Ce vendredi soir à Jazz in Arles, deux groupes se suivent dans la chapelle des bords du Rhône : le quartet de chambre La Scala et le duo Lua.
Quand on entend la SCALA, évidemment on tombe dans le panneau surtout si on aime le bel canto, Puccini et tutti quanti, et que l’on rêve d’opéra, Covent Garden, le Met ou la Scala justement. Mais le Méjan et sa chapelle, dans une tout autre échelle, ce n’est pas mal non plus. Il faut en réalité considérer le terme « scala » comme synonyme d’une échelle de corde ou de bois avec ou sans barreau. Le quartet pense donc escalader ainsi le ciel et pourquoi pas «Stairways to heaven » pendant qu’on y est? Construire une tour pour atteindre la lune (« lua » en portugais) : finalement, il se tient, le programme de cette soirée, concocté par l’association du Méjan.
Dès que Nathalie Basson les a entendus à Nevers en novembre dernier, dans ce tout nouveau projet, elle a souhaité avec Jean Paul Ricard les faire venir au Méjan, cette formation se révélant idéale pour la chapelle et son acoustique.
Ces jeunes musiciens qui évoluent dans la nébuleuse du TRICOLLECTIF (en un seul mot) ont en quelques années envahi la scène jazzistique hexagonale. Voilà bien un groupe hors norme, audacieux et grisant. Ils savent danser la musique et la faire danser, réconciliant ainsi le grand public avec une musique exigeante, révélant ainsi les mélomanes qui s’ignorent. Leur précédent album, sorti sur le label Ayler records, enchaînait des pièces évidemment pas faciles, minimalistes, ironiques avec ce regard décalé, cette perspective oblique. qui caractérise leur travail.

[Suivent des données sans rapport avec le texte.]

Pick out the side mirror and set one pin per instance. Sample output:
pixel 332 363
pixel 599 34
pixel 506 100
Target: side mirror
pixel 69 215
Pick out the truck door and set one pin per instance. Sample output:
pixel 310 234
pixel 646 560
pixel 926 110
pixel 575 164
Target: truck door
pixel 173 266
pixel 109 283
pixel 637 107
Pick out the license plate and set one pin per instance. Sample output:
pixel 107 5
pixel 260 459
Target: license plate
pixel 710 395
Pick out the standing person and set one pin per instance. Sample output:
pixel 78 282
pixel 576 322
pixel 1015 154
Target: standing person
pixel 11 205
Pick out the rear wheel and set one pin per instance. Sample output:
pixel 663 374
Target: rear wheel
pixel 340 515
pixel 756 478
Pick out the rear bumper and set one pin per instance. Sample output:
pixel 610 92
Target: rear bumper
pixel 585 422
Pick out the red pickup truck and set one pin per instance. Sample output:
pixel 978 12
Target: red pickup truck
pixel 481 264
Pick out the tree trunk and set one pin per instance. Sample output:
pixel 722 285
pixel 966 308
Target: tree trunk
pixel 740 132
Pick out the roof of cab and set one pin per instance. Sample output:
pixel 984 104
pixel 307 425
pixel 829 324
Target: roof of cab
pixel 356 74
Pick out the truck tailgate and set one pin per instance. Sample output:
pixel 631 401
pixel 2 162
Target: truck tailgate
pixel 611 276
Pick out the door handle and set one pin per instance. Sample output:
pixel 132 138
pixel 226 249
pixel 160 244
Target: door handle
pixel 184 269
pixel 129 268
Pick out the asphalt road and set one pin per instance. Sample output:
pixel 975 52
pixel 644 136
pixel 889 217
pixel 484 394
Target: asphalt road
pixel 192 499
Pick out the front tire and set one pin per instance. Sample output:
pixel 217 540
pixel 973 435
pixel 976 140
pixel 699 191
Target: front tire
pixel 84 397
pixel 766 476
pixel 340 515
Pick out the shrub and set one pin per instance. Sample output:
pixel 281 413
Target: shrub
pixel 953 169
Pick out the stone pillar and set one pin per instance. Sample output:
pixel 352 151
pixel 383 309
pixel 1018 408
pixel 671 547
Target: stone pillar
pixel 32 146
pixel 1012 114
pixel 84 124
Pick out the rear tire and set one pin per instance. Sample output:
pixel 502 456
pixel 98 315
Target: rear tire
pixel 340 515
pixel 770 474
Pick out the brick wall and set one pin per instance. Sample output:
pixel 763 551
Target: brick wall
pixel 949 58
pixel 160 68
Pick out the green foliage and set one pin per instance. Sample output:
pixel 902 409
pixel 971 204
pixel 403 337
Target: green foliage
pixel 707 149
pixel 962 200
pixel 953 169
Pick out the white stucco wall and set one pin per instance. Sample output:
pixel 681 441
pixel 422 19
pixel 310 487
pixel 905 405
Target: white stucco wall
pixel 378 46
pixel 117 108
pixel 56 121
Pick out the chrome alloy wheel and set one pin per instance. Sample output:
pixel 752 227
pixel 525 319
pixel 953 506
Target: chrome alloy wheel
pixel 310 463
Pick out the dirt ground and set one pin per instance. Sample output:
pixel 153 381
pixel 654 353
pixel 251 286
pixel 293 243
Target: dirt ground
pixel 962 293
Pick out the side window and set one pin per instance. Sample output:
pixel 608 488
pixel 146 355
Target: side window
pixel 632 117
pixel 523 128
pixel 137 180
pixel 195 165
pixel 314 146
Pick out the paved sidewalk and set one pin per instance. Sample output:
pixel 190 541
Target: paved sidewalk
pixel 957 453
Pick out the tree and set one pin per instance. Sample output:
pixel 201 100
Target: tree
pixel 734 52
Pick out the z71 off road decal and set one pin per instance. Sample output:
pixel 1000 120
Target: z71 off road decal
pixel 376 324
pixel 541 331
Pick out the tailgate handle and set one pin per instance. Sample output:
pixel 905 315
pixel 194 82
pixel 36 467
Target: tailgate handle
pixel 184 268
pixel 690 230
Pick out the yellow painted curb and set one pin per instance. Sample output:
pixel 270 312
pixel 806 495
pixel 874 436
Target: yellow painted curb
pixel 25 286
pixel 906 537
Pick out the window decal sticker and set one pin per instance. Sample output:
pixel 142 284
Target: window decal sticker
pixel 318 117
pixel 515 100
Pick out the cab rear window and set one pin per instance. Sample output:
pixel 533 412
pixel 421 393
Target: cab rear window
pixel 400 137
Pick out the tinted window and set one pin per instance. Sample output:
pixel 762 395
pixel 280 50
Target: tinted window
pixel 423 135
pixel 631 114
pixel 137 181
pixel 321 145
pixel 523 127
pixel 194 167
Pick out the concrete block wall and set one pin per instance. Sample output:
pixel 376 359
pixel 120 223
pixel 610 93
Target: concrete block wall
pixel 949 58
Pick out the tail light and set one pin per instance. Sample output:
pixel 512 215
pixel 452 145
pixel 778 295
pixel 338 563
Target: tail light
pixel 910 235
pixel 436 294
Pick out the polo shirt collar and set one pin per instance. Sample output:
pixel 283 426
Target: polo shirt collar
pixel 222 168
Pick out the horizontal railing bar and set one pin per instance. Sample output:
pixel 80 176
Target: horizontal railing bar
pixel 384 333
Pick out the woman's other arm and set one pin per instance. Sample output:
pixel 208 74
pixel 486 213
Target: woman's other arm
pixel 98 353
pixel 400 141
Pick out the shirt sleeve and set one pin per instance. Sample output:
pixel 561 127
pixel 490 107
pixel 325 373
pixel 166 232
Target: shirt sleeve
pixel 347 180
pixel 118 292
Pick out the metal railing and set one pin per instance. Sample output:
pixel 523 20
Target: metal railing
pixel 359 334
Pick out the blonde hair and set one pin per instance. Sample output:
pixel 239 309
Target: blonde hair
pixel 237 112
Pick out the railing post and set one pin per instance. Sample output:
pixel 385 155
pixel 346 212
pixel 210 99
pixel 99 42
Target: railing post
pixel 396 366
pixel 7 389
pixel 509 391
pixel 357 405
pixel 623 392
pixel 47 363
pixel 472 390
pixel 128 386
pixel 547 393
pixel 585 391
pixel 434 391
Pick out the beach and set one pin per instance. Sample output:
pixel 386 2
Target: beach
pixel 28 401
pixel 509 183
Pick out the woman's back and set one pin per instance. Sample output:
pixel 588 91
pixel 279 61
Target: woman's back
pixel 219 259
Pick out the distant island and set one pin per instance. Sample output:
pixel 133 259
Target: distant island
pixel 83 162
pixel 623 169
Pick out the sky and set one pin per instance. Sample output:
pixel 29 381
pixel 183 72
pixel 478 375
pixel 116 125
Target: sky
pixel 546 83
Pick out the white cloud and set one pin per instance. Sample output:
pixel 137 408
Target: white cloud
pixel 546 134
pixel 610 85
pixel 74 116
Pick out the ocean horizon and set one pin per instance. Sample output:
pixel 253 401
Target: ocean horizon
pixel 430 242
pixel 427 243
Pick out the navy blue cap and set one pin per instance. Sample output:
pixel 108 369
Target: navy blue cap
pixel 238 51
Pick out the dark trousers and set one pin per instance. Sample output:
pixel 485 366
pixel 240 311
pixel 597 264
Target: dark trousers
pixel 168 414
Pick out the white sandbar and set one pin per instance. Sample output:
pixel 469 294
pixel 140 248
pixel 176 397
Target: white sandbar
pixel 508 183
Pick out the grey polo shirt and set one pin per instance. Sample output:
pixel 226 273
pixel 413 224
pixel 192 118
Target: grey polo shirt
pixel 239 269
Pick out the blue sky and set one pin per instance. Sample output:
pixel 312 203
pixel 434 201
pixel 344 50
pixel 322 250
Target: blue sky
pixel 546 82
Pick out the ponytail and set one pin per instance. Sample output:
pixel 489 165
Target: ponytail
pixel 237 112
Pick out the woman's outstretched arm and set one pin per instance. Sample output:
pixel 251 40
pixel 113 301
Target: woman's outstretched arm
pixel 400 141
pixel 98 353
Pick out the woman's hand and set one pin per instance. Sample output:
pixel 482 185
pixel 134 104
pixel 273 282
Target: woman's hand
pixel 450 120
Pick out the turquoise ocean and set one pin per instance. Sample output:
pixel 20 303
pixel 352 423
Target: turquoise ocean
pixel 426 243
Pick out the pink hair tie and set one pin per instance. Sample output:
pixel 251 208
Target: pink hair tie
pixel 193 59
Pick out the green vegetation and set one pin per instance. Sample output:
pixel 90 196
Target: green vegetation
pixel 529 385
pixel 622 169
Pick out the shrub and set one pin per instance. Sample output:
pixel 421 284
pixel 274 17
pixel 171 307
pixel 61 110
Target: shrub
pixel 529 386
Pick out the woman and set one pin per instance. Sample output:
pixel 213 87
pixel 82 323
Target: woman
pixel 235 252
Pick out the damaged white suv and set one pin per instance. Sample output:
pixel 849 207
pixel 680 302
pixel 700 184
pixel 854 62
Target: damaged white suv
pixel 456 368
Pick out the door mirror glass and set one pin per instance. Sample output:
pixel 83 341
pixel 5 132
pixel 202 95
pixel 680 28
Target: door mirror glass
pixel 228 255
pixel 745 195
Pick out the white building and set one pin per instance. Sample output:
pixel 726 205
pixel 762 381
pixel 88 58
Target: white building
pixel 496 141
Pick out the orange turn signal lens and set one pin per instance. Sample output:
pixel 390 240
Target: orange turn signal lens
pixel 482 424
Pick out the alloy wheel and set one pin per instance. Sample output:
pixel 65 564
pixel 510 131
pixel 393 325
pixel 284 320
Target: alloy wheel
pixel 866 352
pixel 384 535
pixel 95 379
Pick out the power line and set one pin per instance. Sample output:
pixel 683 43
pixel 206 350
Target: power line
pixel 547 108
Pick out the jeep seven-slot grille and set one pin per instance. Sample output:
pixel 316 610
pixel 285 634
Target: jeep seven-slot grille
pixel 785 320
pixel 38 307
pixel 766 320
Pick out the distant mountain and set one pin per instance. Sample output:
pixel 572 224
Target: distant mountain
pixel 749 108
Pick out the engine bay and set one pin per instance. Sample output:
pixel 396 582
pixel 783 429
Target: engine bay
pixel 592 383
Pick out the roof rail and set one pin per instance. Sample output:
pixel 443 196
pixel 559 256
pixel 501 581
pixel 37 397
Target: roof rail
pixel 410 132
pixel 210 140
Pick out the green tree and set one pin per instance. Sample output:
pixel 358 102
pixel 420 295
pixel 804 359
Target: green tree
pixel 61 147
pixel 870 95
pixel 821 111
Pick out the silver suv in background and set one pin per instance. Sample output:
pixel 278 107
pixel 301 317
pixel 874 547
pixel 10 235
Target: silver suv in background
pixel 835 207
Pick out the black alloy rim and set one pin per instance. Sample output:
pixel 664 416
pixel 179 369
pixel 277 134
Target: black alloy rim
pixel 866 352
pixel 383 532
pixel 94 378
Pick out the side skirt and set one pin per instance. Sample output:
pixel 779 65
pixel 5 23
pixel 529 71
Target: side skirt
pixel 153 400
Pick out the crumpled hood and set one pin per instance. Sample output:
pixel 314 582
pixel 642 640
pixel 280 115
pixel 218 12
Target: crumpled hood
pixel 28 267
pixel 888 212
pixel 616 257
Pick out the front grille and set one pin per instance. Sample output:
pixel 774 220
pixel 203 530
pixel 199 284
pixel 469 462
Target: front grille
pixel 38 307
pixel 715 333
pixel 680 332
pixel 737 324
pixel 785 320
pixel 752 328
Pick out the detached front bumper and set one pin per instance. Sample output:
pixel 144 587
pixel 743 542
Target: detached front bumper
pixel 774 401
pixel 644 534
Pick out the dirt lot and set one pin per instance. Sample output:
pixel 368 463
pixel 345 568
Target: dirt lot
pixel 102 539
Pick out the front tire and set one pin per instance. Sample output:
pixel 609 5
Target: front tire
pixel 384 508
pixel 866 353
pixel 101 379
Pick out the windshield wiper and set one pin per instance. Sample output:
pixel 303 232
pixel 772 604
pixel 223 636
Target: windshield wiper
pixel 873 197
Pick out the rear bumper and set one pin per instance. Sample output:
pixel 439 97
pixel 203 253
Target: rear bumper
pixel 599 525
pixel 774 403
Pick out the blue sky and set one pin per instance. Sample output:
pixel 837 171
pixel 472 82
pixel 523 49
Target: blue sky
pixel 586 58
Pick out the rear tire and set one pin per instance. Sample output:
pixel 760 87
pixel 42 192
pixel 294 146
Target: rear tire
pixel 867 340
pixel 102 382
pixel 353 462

C’est le violoniste Théo Ceccaldi, placé aux côtés de son frère Valentin, violoncelliste (aux chemises « coton doux » selon Philippe Méziat ), qui présente le programme du set, en fait une suite de quatre mouvements intitulée Z.O.O.O : « diplodocus », « pélican », « panda » et « hippocampe ». Si je ne garantis pas l’ordre de la ménagerie, de toute façon, cela n’a pas grande importance, ils auraient plu à Satie ces musiciens avec leur choix de titres pour le moins farfelus. L’album n’est pas encore fait mais de quel Zoo s’agit il ? Celui du Tiergarten de Berlin, peut-être, en référence à l’orchestre TEE franco-allemand du pianiste Hans Lüdemann où joue Théo Ceccaldi? Il y a bien le film de Peter Greenaway, Z.O.O( A Zed and Two Noughts) mais ce serait un peu abuser…
En tous cas, le violoniste à la mèche rebelle attire le regard : même s’il ne parcourt pas la scène de long en large, il m’évoque (allez donc savoir), Nigel Kennedy, ce virtuose qui aime le charme brut du concert, des enregistrements en une seule prise pour en conserver intacte la fraîcheur. De l’émotion, de la fougue, il y en a dans leur musique qui se déploie, extrêmement précise, tracée au cordeau. On peut toujours parler des influences qui traversent leur paysage musical avec mise en commun dans l’escarcelle du groupe, des compositeurs aussi variés que Bartok, Stravinski…le Ravel de la « sonate pour violon et violoncelle ». Mais quel que soit cet héritage, commun ou non, il est parfaitement compris, pensé, recomposé, distribué différemment entre les quatre : la pâte qui sort est tellement malaxée qu’elle n’en est que plus digeste. Roberto Negro tient la barre d’une certaine façon, plutôt sobrement, introduisant de la fantaisie avec des cloches (en fait, des jouets pour apprendre aux enfants les notes ) qui ponctuent son accompagnement. Je suis absolument sidérée par le travail du batteur Adrien Chennebault que je n’avais entendu que sur disque et dernièrement sur Kimono. Le voir interagir ici avec cette pertinence, cet à propos est saisissant : tout ce qu’il emploie, baguettes, mailloches, balais et il n’abuse pas des effets et de l’attirail de certains confrères….donne un son, une texture, une couleur divins.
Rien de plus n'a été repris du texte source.